Monte dei Paschi di Siena. Mussari taglia 193 poltrone

Pubblicato il 16 Novembre 2010 15:12 | Ultimo aggiornamento: 16 Novembre 2010 15:12

Nella riorganizzazione del Monte dei Paschi di Siena sono saltate 193 poltrone. Secondo quanto scrive il Corriere della Sera tra consiglieri di amministrazione e sindaci attraverso i tagli è passata la scalata del gruppo, terzo dopo Intesa Sanpaolo e di Unicredit.

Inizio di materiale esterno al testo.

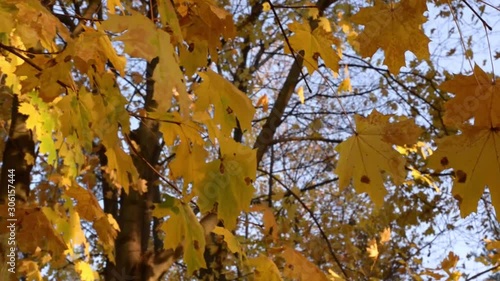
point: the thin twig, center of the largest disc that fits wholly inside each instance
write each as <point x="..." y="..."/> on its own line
<point x="288" y="44"/>
<point x="477" y="15"/>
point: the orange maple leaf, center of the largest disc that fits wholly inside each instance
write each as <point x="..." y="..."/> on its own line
<point x="394" y="27"/>
<point x="476" y="96"/>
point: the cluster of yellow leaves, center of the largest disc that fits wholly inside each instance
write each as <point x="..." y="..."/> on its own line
<point x="370" y="151"/>
<point x="395" y="27"/>
<point x="474" y="154"/>
<point x="448" y="265"/>
<point x="67" y="118"/>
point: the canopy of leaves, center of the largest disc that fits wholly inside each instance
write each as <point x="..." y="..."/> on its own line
<point x="226" y="140"/>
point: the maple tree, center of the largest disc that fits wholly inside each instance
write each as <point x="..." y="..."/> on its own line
<point x="259" y="140"/>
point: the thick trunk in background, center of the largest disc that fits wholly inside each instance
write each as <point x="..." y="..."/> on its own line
<point x="135" y="260"/>
<point x="18" y="157"/>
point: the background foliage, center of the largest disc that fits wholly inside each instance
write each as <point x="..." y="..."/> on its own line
<point x="249" y="140"/>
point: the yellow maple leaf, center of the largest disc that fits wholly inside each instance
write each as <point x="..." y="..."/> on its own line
<point x="265" y="269"/>
<point x="385" y="235"/>
<point x="204" y="21"/>
<point x="264" y="101"/>
<point x="394" y="27"/>
<point x="475" y="157"/>
<point x="449" y="262"/>
<point x="229" y="102"/>
<point x="183" y="228"/>
<point x="232" y="242"/>
<point x="370" y="151"/>
<point x="270" y="225"/>
<point x="372" y="249"/>
<point x="315" y="43"/>
<point x="142" y="39"/>
<point x="228" y="182"/>
<point x="476" y="96"/>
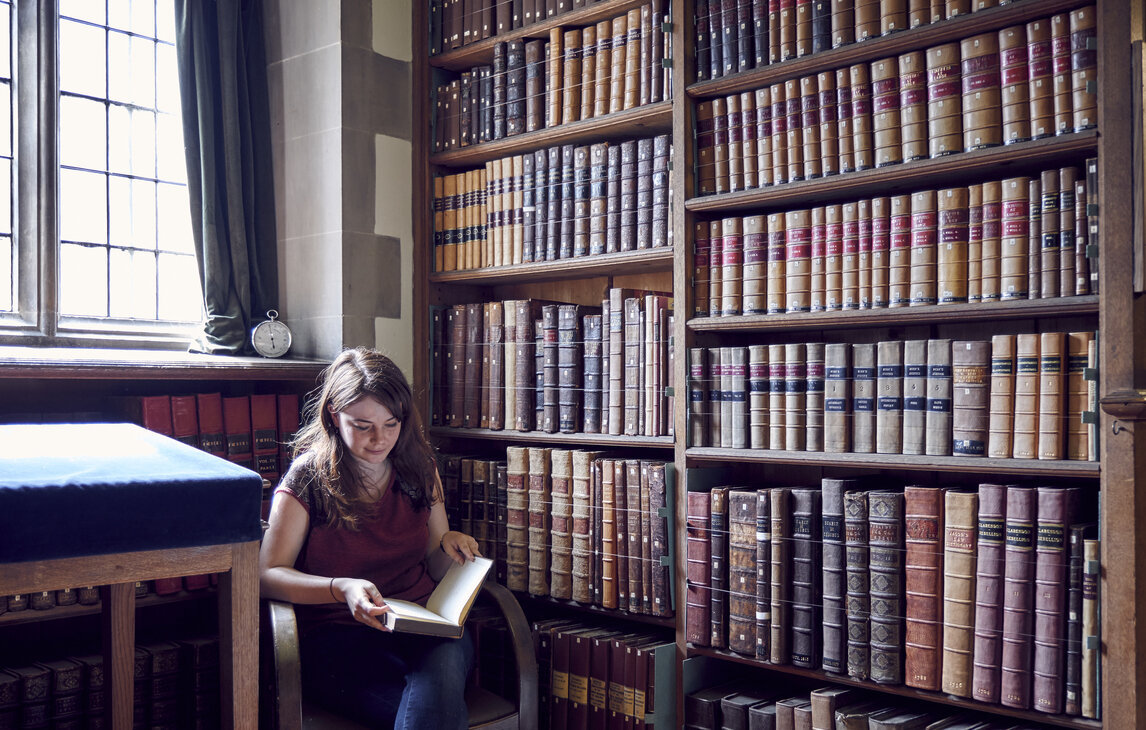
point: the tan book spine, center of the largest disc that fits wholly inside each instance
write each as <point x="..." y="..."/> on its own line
<point x="889" y="397"/>
<point x="899" y="265"/>
<point x="776" y="385"/>
<point x="798" y="265"/>
<point x="1001" y="425"/>
<point x="755" y="265"/>
<point x="818" y="293"/>
<point x="1051" y="394"/>
<point x="959" y="550"/>
<point x="1026" y="397"/>
<point x="954" y="241"/>
<point x="1077" y="436"/>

La sforbiciata al personale è partita dal piano di due anni fa, quello di fusione Banca Antonveneta, di Banca Agricola Mantovana, Banca Toscana, Banca Personale.

«L’obiettivo non era eliminare gli incarichi ma evitare le duplicazioni», dice il direttore generale di Rocca Salimbeni, Antonio Vigni. «Se oggi possiamo sorprendere favorevolmente il mercato con un trend di riduzione dei costi non è solo perché abbiamo agito per tempo sulle spese amministrative. La creazione di un grande network monomarca di 2.500 sportelli sotto le insegne Monte dei Paschi, un unico brand molto forte e riconoscibile in tutta Italia, ha permesso di semplificare il lavoro e ridurre i tempi delle decisioni, aumentare le autonomie a livello territoriale».